“Berlusconi non tornerà mai indietro sul suo no alla riforma del Senato. Per il leader di Forza Italia i rapporti umani sono più importanti della politica, e il suo voto contrario non nasce da un calcolo di interessi bensì dal semplice fatto che non si fida più di Renzi”. Lo sottolinea Gianfranco Rotondi, deputato di Forza Italia ed ex ministro per l’Attuazione del programma. Lunedì l’aula del Senato voterà sulle riforme costituzionali, e la contrarietà della sinistra del Pd rende decisivo il ruolo di Forza Italia. Dopo che in prima lettura le riforme erano passate grazie al Patto del Nazareno, l’asse Renzi-Berlusconi si è rotto sull’elezione del capo dello Stato e da allora non si è più ricomposto.



A Berlusconi conviene fare un nuovo patto del Nazareno per mettere anche la sua firma sulle riforme?

Io sono sempre stato di questa idea, ma non mi sembra che Berlusconi la condivida.

Per quale motivo?

Perché Berlusconi non antepone la politica alla qualità dei rapporti umani e personali. Io sono democristiano e quindi più cedevole. Bisogna ammirare in Berlusconi l’incapacità di separare il rapporto fiduciario dagli interessi politici. In parole povere, non si fida di Renzi.



Questo prevale anche sul fatto che Forza Italia aveva già votato a favore della riforma del Senato?

Berlusconi aveva già delle perplessità sulla riforma costituzionale. Intendiamoci, le ho anch’io, ma sulle riforme il meglio è nemico del bene: bisogna accontentarsi di diminuire di un terzo il numero dei parlamentari e di eliminare il bicameralismo. Non è insomma una grande riforma, ma nel complesso è una buona riforma.

Che cosa significava per Berlusconi il Patto del Nazareno?

Per Berlusconi il Nazareno aveva un contenuto epocale. Era la fine di alcuni conflitti che hanno messo piombo nelle ali alla ripresa dell’Italia, la cessazione del confronto tra i due poli inteso come scontro massimalista e non come alternanza di governo. Ma soprattutto il superamento dello scontro tra poteri dello Stato, anzitutto tra politica e magistratura.
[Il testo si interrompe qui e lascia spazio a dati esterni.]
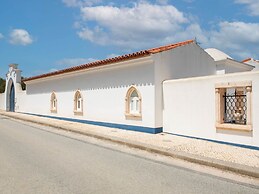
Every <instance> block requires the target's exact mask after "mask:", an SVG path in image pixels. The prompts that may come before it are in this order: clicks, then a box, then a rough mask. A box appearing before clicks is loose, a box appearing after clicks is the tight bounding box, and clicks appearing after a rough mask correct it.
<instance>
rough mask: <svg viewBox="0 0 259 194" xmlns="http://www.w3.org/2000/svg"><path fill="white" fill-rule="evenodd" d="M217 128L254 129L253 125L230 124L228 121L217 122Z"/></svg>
mask: <svg viewBox="0 0 259 194" xmlns="http://www.w3.org/2000/svg"><path fill="white" fill-rule="evenodd" d="M216 129H226V130H236V131H247V132H250V131H252V130H253V129H252V125H238V124H228V123H221V124H219V123H217V124H216Z"/></svg>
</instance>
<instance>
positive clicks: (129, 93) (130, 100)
mask: <svg viewBox="0 0 259 194" xmlns="http://www.w3.org/2000/svg"><path fill="white" fill-rule="evenodd" d="M125 101H126V102H125V105H126V111H125V115H126V116H127V117H129V116H130V117H141V96H140V93H139V91H138V90H137V89H136V88H135V87H134V86H131V87H130V88H129V89H128V92H127V95H126V98H125Z"/></svg>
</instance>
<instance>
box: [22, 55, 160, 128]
mask: <svg viewBox="0 0 259 194" xmlns="http://www.w3.org/2000/svg"><path fill="white" fill-rule="evenodd" d="M26 84H27V91H26V92H27V95H26V97H21V98H20V97H18V98H20V99H19V103H18V104H19V112H26V113H33V114H41V115H53V116H58V117H68V118H75V119H82V120H90V121H100V122H108V123H116V124H127V125H134V126H144V127H152V128H154V127H155V124H154V121H155V118H154V117H155V109H154V103H155V97H154V93H155V91H154V63H153V61H152V60H151V58H150V57H147V58H142V59H137V60H134V62H132V61H131V62H123V63H121V64H118V65H113V66H112V67H111V66H109V67H105V66H103V67H101V68H98V69H97V70H84V71H82V72H75V73H73V74H68V75H65V74H63V75H61V76H55V77H54V78H47V79H39V80H35V81H29V82H27V83H26ZM131 85H135V86H136V88H137V89H138V90H139V92H140V93H141V96H142V119H138V120H136V119H135V120H134V119H127V118H125V115H124V113H125V97H126V93H127V90H128V89H129V87H130V86H131ZM77 90H80V91H81V94H82V96H83V110H84V111H83V112H84V114H83V116H75V115H74V112H73V110H74V94H75V92H76V91H77ZM53 91H54V92H55V93H56V96H57V113H50V98H51V93H52V92H53Z"/></svg>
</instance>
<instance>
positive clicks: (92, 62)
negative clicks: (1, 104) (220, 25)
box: [23, 40, 194, 81]
mask: <svg viewBox="0 0 259 194" xmlns="http://www.w3.org/2000/svg"><path fill="white" fill-rule="evenodd" d="M193 42H194V40H187V41H183V42H178V43H174V44H169V45H165V46H160V47H155V48H151V49H147V50H140V51H137V52H133V53H129V54H124V55H120V56H117V57H112V58H106V59H102V60H97V61H93V62H89V63H86V64H81V65H77V66H73V67H69V68H65V69H61V70H57V71H54V72H49V73H45V74H41V75H37V76H32V77H29V78H26V79H24V80H23V81H30V80H35V79H40V78H43V77H49V76H54V75H59V74H63V73H68V72H73V71H77V70H82V69H88V68H93V67H98V66H104V65H108V64H111V63H114V62H121V61H126V60H130V59H135V58H139V57H144V56H148V55H150V54H156V53H159V52H163V51H166V50H170V49H174V48H177V47H179V46H184V45H187V44H190V43H193Z"/></svg>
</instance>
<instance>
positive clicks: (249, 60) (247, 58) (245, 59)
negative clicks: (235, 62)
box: [242, 58, 252, 63]
mask: <svg viewBox="0 0 259 194" xmlns="http://www.w3.org/2000/svg"><path fill="white" fill-rule="evenodd" d="M251 59H252V58H247V59H244V60H243V61H242V63H245V62H247V61H250V60H251Z"/></svg>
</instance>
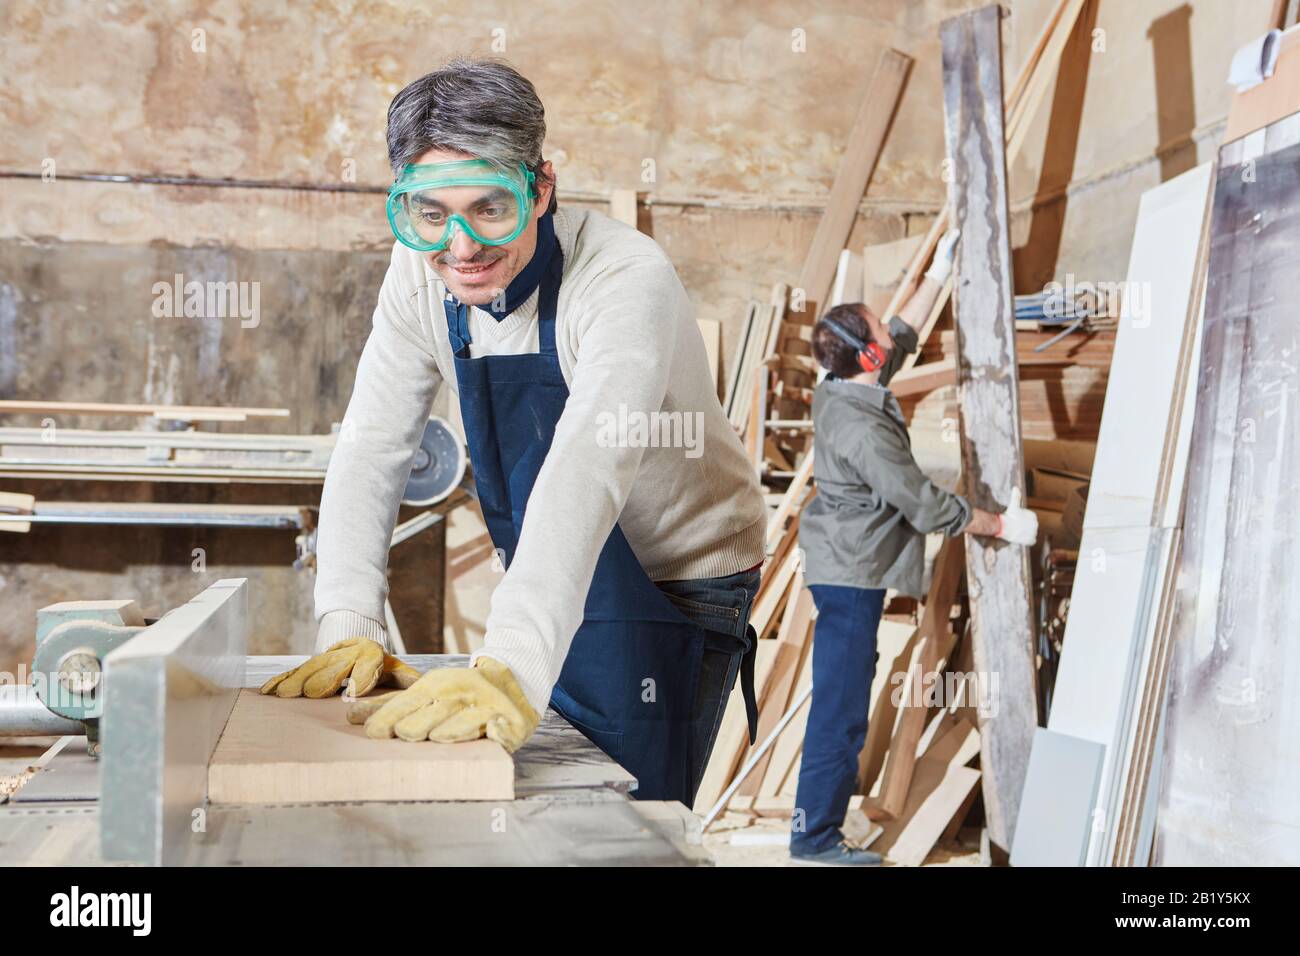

E’ un caso che Renzi sia uscito proprio adesso con il discorso su berlusconismo e anti-berlusconismo?

Mentre in Berlusconi il pragmatismo ha un limite nel feeling umano, che per lui è fondamentale e che con Renzi è venuto meno, il premier è più che pragmatico, anzi diciamo che ha un po’ di cinismo democristiano. In questo momento a Renzi serve Berlusconi, e lo rincorre con gli argomenti che può sfoderare.

Perché Renzi rincorre Berlusconi?

Renzi ha bisogno due volte di Berlusconi. A un primo giro, cioè a quello dell’approvazione delle riforme, perché senza Forza Italia è difficile che passi il sì, inoltre risulterebbe più debole anche un’eventuale approvazione. Su tre poli politici, due voterebbero no: Forza Italia e M5S. Renzi è un fine politico e capisce che la sua sarebbe una vittoria di Pirro.

 

E al secondo giro?

Il secondo giro è il referendum, che sarà per Renzi quello che fu per Fanfani il referendum sul divorzio. Fanfani azzardò un referendum che voleva essere una sorta di scontro di civiltà. Attestò la Dc sulla linea del no, e si spese personalmente in questo referendum che proponeva il format di “uno contro tutti”, cioè Fanfani contro l’intero schieramento laico. La sconfitta fu la sua fine.

 

Renzi oggi rischia lo stesso sulla riforma del Senato?

Per certi aspetti Renzi, sostituendo alla categoria etica quella istituzionale, va allo scontro allo stesso modo dell’“uno contro tutti”. Lo ritengo un grosso rischio, e da questo punto di vista fa bene a cercare ancora un colloquio con Berlusconi.

 

Il premier cerca il dialogo perché sa di non avere i numeri al Senato?

Io non lo so, i numeri sono risicati. Generalmente però i democristiani con i numeri vanno d’accordo, e quindi se Renzi va avanti sono portato a ritenere che i numeri ce li abbia.